How Plato Academy Clearwater Is Building Business-Ready Thinkers in the Middle School Years

At Plato Academy Clearwater, eighth-grade students took their classroom skills into the real world, pitching fully redesigned websites to a live panel of judges in a capstone event that raised the bar for what student projects can look like.

There were no science fair tri-folds. No poster boards with construction paper borders. When the eighth graders from Plato Academy Clearwater’s Digital Information Technology program stepped up to present their capstone projects last week, they came armed with redesigned, functional websites for real businesses, a rehearsed pitch, and confidence for the quality of their work.

The format was unmistakably Shark Tank. Students faced a panel of judges, fielded questions, and defended their creative and technical decisions in real time. What set this event apart from a typical school presentation, though, was what was actually at stake: the businesses were real, the websites are live, and the work the students produced could genuinely be put to use.

A Project Built Around Real Stakes

The capstone grew out of a year-long DIT curriculum that this year included a significant outside partnership. Chad Hage, a volunteer from Microsoft, worked directly with the eighth-grade students, helping them build skills that go well beyond any single class period.

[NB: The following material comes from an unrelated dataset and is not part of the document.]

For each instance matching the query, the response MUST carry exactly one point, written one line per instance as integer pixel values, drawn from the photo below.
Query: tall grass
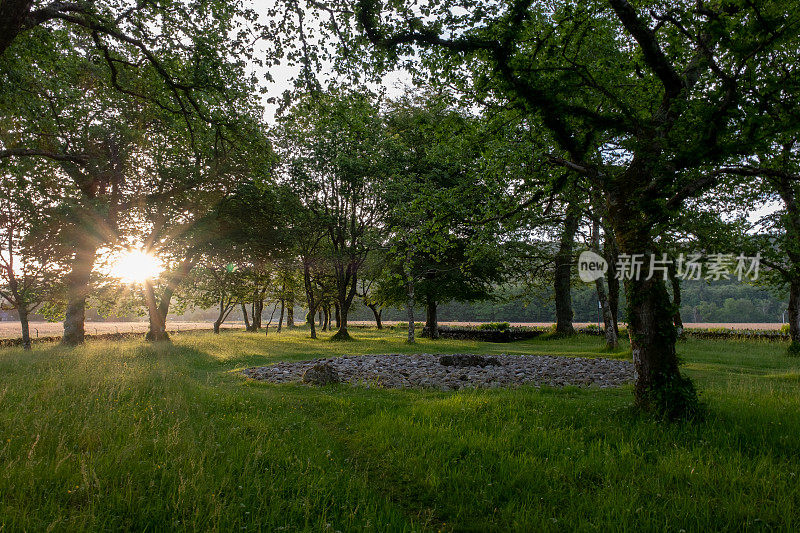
(129, 435)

The focus areas were deliberate: 

1. teamwork,
2. ethical artificial intelligence strategies, and
3. the ability to communicate ideas clearly and persuasively in front of an audience.

Students were divided into teams and each team aligned with one of two businesses, both connected to members of the Plato Academy community. The first was Lollipop Lumberjack’s Candy Co., a small business with a distinct identity and real brand needs. The second was Legacy Tutoring, an educational services company whose online presence needed a sharper, more purposeful voice.

Each team was asked to study their assigned business, identify what the existing website was doing well and where it was falling short, then redesign and refine it according to what the business actually needed. The final deliverable was not a mock-up or a concept sketch. It was a finished product, presented live, defended in front of a room full of adults, and judged accordingly.

The Panel

The judges brought genuine professional weight to the room. Dora Komninos, Deepa Rice, Rajni Sachan, Dimitrios Psoras, and Jill Keller each evaluated the student presentations, asking follow-up questions and assessing not only the quality of the websites but the clarity and confidence with which teams explained their choices.

For most students, this was their first experience being questioned by a panel of professionals about work they had personally created. The dynamic is fundamentally different from a classroom presentation to a teacher who already knows the subject. A panel of judges does not owe you a good grade for effort. That pressure, when handled well, produces something real.

Why This Model Matters

Schools across the country are looking for ways to make learning feel relevant. The challenge is that relevance is hard to manufacture. Students can tell the difference between a project that simulates the real world and one that is actually part of it.

What Plato Academy Clearwater built here bridges that gap. The students were not pretending to be designers or strategists. They were doing the work. The businesses they partnered with had actual websites that needed attention, and the student teams were responsible for delivering something those business owners could use. That is a fundamentally different experience than completing an assignment for a grade.

The inclusion of ethical AI strategies as a core component of the curriculum is also worth noting. As AI tools become standard in virtually every professional field, teaching students how to use them responsibly and critically is no longer optional. Working alongside a Microsoft volunteer gave students direct exposure to how those conversations happen at a professional level, well before they enter the workforce.

The Outcome

By the time students reached their presentation day, they had gone through the full arc of a professional project: research, collaboration, revision, design decisions, stakeholder considerations, and finally, public accountability. The Shark Tank format made the stakes feel real because, in a meaningful sense, they were.

Lollipop Lumberjack’s Candy Co. and Legacy Tutoring now have student-produced website redesigns that reflect genuine thought and effort. The students who built them walked away with something that no textbook chapter can replicate: the experience of doing professional-quality work and being able to say it held up under scrutiny.

Plato Academy has always grounded its educational philosophy in the classical tradition, the belief that a well-rounded mind, trained to think critically, reason carefully, and communicate persuasively, is the most durable preparation for any path in life. Those values did not take a back seat during this project. They were, in fact, the engine behind it. The purpose is that the same student who can analyze an argument in a Socratic discussion can walk into a room of professionals and defend a design decision with clarity and confidence. The same discipline that builds strong readers and careful writers builds strong collaborators and strategic thinkers. What this capstone project demonstrated is that classical education and real-world business training are not competing priorities. 

At Plato Academy, they reinforce each other.